A Treasure Found In The Street

On 23rd October, a Facebook post appeared in the group ‘All Things St Albans’.

As soon as I saw the post on Facebook, I wrote to the woman advising that I would contact both synagogues in St Albans, and that my grandparents also have their original versions of their Nazi-era German Jewish passports and how important these items are.

I immediately contacted every single Jewish organisation I believed could help, Jewish Genealogical Society of Great Britain (JGSGB), AJR (Association of Jewish Refugees), Holocaust Educational Trust, the Board of Deputies. At this point, the woman who found the passport had given me additional information of the man (not yet public knowledge) to try and help find any descendants.

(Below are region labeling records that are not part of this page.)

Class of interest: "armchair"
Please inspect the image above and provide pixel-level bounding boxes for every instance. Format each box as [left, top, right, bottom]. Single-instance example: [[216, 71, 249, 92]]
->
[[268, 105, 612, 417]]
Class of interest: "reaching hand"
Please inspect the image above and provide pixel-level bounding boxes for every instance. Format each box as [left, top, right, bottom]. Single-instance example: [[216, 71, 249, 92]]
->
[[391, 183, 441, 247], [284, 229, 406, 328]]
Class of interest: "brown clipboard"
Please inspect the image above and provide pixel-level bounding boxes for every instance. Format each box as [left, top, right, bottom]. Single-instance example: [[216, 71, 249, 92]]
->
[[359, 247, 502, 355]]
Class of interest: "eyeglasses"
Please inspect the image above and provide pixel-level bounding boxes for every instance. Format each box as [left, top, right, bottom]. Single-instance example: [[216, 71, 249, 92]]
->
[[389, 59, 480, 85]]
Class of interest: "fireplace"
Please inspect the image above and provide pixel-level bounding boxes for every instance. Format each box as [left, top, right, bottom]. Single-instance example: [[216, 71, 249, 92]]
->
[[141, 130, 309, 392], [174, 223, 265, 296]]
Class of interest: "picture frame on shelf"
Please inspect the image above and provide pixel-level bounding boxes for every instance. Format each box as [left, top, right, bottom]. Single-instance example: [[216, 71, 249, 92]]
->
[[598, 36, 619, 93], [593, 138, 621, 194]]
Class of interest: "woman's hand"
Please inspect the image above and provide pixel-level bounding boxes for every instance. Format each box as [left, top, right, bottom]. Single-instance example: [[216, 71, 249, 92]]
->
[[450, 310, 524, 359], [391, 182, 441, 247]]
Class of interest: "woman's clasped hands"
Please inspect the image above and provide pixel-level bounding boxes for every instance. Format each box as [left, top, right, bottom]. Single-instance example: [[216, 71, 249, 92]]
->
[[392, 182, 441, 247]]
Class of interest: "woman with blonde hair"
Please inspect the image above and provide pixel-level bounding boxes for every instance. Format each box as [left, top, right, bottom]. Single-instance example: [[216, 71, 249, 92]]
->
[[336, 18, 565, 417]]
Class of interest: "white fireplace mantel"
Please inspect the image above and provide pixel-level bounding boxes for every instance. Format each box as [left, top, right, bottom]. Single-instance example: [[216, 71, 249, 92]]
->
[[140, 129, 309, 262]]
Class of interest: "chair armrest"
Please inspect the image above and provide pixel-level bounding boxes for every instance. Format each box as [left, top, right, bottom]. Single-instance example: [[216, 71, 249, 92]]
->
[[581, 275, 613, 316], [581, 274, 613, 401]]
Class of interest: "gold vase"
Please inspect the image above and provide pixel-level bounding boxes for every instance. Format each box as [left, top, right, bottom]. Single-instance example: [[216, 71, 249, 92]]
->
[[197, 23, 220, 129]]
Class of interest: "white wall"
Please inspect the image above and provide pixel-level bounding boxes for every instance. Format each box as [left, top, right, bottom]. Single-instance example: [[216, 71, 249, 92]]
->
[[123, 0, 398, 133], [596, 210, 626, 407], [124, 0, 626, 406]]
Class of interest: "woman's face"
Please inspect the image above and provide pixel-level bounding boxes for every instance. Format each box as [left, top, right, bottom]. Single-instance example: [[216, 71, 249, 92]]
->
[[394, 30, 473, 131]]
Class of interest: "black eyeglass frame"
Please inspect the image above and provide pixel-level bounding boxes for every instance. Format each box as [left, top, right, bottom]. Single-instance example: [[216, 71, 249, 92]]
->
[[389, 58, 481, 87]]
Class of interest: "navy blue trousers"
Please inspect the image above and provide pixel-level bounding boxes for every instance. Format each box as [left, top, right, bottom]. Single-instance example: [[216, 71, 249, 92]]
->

Every single organisation replied, however only one of these lead to something real! I was told by AJR that they only had one Wasserman on their records, Paul Wasserman, who died in 2016, and his partner had died in 2020. They contacted the next of kin of the partner, who contacted a relative named Ann.

Paul Wassermann

My full time hobby is genealogy, and so I created a family tree on MyHeritage for Mr Wassermann based off the information from his passport. I had seen that he had 1 child, but no information. He had multiple sisters, who had children of their own. I wrote to a couple of relatives who had Mr Wassermann on their family trees, one of which forwarded an email to their cousin, Ann.

Ann wrote to me, explaining that she had heard of me and the passport through two different sources – AJR and MyHeritage. Her grandmother was the sister of Mr Wassermann, making Mr Wassermann her great-uncle. She explained to me that his only son, Paul, had died in 2016 aged 95 in Golders Green. We are all absolutely flabbergasted of how this passport ended up on Hatfield Road in St Albans. If anyone has any information, please do feel free to come forward!

As for the passport now, the lady who found it handed it to me. As for where it will end up, the great-nieces aren’t especially keen to have it, but were grateful for the high resolution scans I emailed them. It may end up in a museum, unless someone can tell me how it ended up in St Albans.